You can register your new postprocessor as follows:
1. Run ``perun utils create postprocess mypostprocessor`` to generate a new modules in
``perun/postprocess`` directory with the following structure. The command takes a predefined
templates for new postprocessors and creates ``__init__.py`` and ``run.py`` according to the
supplied command line arguments (see :ref:`cli-utils-ref` for more information about
interface of ``perun utils create`` command)::
/perun
|-- /postprocess
|-- /mypostprocessor
|-- __init__.py
|-- run.py
|-- /normalizer
|-- /regression_analysis
|-- __init__.py
2. First, implement the ``__init__py`` file, including the module docstring with brief
postprocessor description and definitions of constants that are used for internal
checks which has the following structure:
.. literalinclude:: /_static/templates/postprocess_init.py
:language: python
:linenos:
3. Next, implement the ``run.py`` module with ``postprocess()`` fucntion, (and optionally with
``before()`` and ``after()`` functions). The ``postprocess()`` function should do the actual
postprocessing of the profile. Each function should return the integer status of the phase,
the status message (used in case of error) and dictionary including params passed to
additional phases and 'profile' with dictionary w.r.t. :ref:`profile-spec`.

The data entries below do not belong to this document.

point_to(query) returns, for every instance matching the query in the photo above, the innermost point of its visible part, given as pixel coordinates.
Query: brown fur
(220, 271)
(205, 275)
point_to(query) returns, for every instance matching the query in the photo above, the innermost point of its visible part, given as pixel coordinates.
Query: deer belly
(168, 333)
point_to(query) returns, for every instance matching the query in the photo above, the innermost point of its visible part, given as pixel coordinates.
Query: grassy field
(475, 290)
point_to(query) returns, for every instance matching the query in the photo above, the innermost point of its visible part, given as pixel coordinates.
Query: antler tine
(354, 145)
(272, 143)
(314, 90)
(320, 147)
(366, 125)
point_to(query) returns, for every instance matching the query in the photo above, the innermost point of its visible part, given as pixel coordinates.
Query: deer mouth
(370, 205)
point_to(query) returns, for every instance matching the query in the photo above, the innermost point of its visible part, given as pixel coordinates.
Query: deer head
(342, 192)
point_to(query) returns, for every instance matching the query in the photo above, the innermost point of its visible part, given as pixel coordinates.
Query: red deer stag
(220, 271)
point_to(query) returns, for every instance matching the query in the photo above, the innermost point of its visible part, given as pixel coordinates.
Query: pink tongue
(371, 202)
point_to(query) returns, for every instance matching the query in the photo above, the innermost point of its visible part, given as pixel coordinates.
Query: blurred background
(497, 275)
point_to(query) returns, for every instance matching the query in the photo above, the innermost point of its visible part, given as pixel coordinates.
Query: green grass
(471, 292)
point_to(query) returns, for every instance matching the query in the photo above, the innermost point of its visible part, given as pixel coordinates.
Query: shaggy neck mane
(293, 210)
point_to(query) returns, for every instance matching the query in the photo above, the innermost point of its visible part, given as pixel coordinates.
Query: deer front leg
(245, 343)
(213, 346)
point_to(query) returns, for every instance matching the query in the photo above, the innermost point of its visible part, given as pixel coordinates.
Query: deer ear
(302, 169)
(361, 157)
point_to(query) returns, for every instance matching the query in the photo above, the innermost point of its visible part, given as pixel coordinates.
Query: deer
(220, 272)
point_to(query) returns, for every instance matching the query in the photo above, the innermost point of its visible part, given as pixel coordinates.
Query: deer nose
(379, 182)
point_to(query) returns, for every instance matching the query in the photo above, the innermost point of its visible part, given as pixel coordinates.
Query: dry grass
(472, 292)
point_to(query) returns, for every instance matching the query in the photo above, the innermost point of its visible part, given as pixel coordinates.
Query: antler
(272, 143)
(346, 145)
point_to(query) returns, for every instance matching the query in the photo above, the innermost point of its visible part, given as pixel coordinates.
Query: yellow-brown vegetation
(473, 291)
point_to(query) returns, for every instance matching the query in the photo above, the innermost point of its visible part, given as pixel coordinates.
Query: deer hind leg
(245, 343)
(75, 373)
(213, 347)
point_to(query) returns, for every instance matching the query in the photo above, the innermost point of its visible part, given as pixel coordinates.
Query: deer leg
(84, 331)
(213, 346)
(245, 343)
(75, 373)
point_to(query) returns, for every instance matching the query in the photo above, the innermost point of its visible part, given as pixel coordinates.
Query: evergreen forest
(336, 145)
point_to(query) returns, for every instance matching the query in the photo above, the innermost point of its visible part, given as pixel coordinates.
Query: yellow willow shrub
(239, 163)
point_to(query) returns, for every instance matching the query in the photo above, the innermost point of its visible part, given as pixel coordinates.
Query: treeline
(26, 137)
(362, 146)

.. literalinclude:: /_static/templates/postprocess_run.py
:language: python
:linenos:
4. Additionally, implement the command line interface function in ``run.py``, named the same as
your collector. This function will be called from the command line as ``perun postprocessby
mypostprocessor`` and is based on Click_libary.
.. literalinclude:: _static/templates/postprocess_run_api.py
:language: python
:linenos:
:diff: _static/templates/postprocess_run.py
5. Finally register your newly created module in :func:`get_supported_module_names` located in
``perun.utils.__init__.py``:
.. literalinclude:: _static/templates/supported_module_names_postprocess.py
:language: python
:linenos:
:diff: _static/templates/supported_module_names.py
6. Preferably, verify that registering did not break anything in the Perun and if you are not
using the developer installation, then reinstall Perun::
make test
make install
7. At this point you can start using your postprocessor either using ``perun postprocessby`` or using the
following to set the job matrix and run the batch collection of profiles::
perun config --edit
perun run matrix
8. If you think your postprocessor could help others, please, consider making `Pull Request`_.
.. _Pull Request: https://github.com/tfiedor/perun/pull/new/develop
.. _Click: http://click.pocoo.org/5/